L’ex albergo “Tre Re” di Caravaggio potrebbe tornare a vivere dopo anni di triste abbandono, e ospitare il consultorio “Punto Famiglia” che oggi ha sede nel “Centro di Spiritualità” del Santuario di Santa Maria del Fonte. Un progetto che il rettore don Massimo Calvi definisce “il nostro sogno”.

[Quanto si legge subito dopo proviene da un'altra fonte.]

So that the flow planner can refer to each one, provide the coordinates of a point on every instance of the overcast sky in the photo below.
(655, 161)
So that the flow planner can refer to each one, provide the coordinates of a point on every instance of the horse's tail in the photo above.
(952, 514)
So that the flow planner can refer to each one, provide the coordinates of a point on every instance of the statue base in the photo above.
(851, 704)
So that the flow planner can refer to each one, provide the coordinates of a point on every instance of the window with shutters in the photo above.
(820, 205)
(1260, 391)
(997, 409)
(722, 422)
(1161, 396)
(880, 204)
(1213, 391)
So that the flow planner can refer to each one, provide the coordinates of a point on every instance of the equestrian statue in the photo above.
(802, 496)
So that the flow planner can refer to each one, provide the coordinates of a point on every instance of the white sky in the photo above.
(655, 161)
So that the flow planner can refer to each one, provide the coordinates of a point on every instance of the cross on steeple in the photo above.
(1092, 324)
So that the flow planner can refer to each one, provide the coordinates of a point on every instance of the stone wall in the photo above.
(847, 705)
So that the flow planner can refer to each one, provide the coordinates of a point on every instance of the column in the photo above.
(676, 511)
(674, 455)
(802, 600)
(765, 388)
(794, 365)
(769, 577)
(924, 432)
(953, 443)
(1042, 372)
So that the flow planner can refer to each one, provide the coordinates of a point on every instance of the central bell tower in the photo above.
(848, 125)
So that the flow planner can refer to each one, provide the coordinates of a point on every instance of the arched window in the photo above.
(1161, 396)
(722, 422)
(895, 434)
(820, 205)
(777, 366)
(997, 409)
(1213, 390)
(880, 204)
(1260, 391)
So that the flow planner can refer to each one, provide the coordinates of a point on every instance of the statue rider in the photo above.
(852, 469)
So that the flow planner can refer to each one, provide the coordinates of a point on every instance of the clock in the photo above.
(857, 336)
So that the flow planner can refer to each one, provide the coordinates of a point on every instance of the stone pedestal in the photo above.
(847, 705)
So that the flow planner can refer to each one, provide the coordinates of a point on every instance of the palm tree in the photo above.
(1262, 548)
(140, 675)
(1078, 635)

Recuperare l’ex albergo, un’altra tappa nel cammino verso il 600esimo anniversario dell’Apparizione
Dopo la conclusione dei restauri della cupola e il via, proprio in questi giorni, di quello del Grande Organo, si mette nel mirino anche il recupero dell’edificio che si trova proprio di fronte alla basilica. Se tutto andrà per il verso giusto, come nelle precedenti occasioni, anche questo progetto verrà presentato in una conferenza stampa. Un’altra tappa del cammino che punta ad arrivare alle celebrazioni per il 600esimo anniversario dell’Apparizione della Vergine Maria, che cade nel 2032, con il meraviglioso complesso religioso riportato al suo antico splendore e in grado di rappresentare sempre più un punto di riferimento dal punto di vista pastorale. Del resto quello di Caravaggio è un santuario regionale e, davvero, il rudere che si incontra giusto all’ingresso non è un bel biglietto da visita. In attesa che qualche investitore si presentasse il tempo ha lasciato il segno del suo passaggio ma, grazie a un bando, si potrebbe arrivare ad una svolta.
Speranze riposte in un bando
“Speriamo – ha detto il rettore – siamo venuti a conoscenza del bando ‘Progetti Emblematici’ della ‘Fondazione Cariplo’ che prevede contributi da un minimo di un milione a un massimo di cinque e abbiamo deciso di partecipare, quindi abbiamo steso il progetto. Se andrà a buon fine forniremo ulteriori dettagli”.
Per rimettere in sesto l’ex “Tre Re” e renderlo idoneo ad ospitare il consultorio, i cui servizi verrebbero ampliati, servono circa quattro milioni di euro. Servirà sicuramente anche l’aiuto dei fedeli, sempre generosi verso un luogo di culto noto a livello internazionale e simbolo stesso della città. Purtroppo c’è molto da fare e ci si sta muovendo anche per il triportico del Crocifisso e la grande vasca sul retro.